Gerade knackt wieder der Lautsprecher. Der nächste reguläre Halt ist zwar der vorgesehene Bahnhof Magdeburg, die Ankunftszeit hat aber nicht mehr annähernd etwas mit dem Fahrplan zu tun. Eine Internet-Verbindung nach draußen lässt sich gerade mit dem Mobiltelefon nicht herstellen, was wahrscheinlich gut ist, denn sonst würden mir womöglich die Halsadern derart anschwellen, dass es hässlich aussieht.
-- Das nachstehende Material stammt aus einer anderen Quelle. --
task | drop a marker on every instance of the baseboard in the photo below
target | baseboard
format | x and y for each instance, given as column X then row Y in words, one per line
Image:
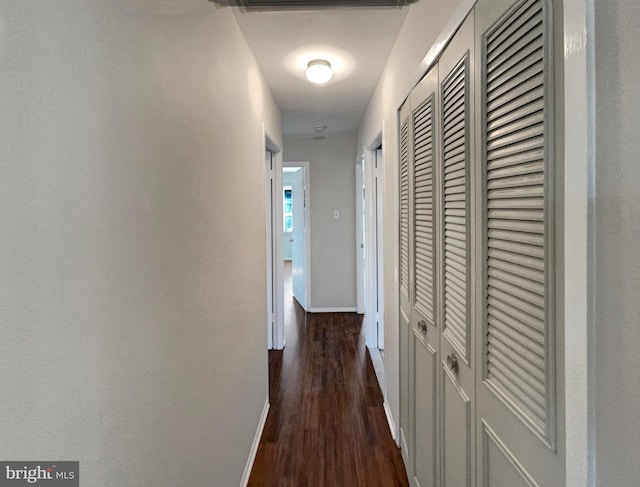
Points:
column 392, row 425
column 333, row 310
column 254, row 448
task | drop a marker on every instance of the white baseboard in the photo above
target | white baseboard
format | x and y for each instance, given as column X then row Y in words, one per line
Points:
column 392, row 425
column 333, row 310
column 254, row 447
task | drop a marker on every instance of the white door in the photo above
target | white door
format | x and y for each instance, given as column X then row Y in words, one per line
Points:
column 270, row 205
column 378, row 231
column 299, row 235
column 519, row 415
column 481, row 375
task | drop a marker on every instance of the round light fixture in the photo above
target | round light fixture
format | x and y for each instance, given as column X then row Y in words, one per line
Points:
column 319, row 71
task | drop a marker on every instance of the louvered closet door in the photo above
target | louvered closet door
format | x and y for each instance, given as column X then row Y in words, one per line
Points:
column 406, row 431
column 424, row 335
column 456, row 366
column 518, row 363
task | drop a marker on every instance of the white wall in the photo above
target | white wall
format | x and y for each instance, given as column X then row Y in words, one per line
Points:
column 132, row 229
column 617, row 243
column 333, row 247
column 426, row 25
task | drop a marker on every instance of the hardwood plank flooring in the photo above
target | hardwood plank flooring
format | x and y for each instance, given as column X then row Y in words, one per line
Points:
column 326, row 424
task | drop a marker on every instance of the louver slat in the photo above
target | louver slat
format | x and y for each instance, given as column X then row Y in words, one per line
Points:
column 515, row 165
column 404, row 209
column 423, row 208
column 455, row 147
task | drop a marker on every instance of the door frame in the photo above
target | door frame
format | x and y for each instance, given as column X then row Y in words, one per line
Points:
column 360, row 239
column 273, row 244
column 280, row 333
column 374, row 245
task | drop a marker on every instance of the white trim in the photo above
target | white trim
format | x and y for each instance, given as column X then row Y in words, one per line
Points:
column 254, row 447
column 274, row 250
column 333, row 310
column 307, row 185
column 456, row 20
column 360, row 260
column 579, row 163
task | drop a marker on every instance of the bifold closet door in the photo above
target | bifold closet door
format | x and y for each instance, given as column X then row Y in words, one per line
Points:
column 456, row 366
column 518, row 406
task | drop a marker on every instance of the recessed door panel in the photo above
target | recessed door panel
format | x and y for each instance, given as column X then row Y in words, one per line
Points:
column 425, row 412
column 456, row 435
column 500, row 465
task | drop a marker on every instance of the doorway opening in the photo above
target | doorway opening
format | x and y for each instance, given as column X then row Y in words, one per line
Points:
column 369, row 181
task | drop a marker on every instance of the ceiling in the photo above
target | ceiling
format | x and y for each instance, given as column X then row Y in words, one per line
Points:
column 357, row 42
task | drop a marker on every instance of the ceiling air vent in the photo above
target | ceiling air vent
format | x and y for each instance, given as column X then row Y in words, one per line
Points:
column 257, row 5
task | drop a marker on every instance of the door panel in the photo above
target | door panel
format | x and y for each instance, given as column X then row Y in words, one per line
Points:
column 457, row 432
column 478, row 142
column 517, row 395
column 425, row 412
column 299, row 234
column 426, row 339
column 502, row 467
column 455, row 228
column 406, row 364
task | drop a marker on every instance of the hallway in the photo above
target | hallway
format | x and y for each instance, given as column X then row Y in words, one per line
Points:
column 326, row 424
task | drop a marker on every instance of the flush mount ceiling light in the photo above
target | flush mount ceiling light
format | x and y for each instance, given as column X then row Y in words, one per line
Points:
column 319, row 71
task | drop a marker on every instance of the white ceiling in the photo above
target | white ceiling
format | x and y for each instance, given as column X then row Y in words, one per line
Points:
column 356, row 42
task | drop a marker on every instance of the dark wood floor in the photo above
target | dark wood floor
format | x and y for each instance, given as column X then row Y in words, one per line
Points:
column 326, row 425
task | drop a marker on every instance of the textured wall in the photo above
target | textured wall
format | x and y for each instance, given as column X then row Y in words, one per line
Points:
column 333, row 247
column 132, row 229
column 617, row 227
column 423, row 25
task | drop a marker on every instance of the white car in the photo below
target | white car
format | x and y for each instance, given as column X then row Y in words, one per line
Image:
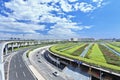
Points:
column 55, row 73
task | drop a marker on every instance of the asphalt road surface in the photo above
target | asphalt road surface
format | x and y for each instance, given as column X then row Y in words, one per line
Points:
column 43, row 68
column 18, row 69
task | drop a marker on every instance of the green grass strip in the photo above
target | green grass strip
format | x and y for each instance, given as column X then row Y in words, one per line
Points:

Der für die Verbindung eingerichtete Verspätungsalarm hat sich in meine Richtung durchgekämpft und teilt mir mit, dass ich wahrscheinlich einen Anschluss der geplanten Route nicht erreichen werde. Diese Erkenntnis hatte ich bereits unabhängig und alleine, ganz ohne technische Hilfsmittel.

Draußen weicht die undurchdringliche Dunkelheit einem dicken Nebel, der kaum weniger erkennen lässt und vorzüglich zu meinem Tagesverlauf passt. Der liegt ebenfalls im Nebel. Wen interessiert da schon eine Minute.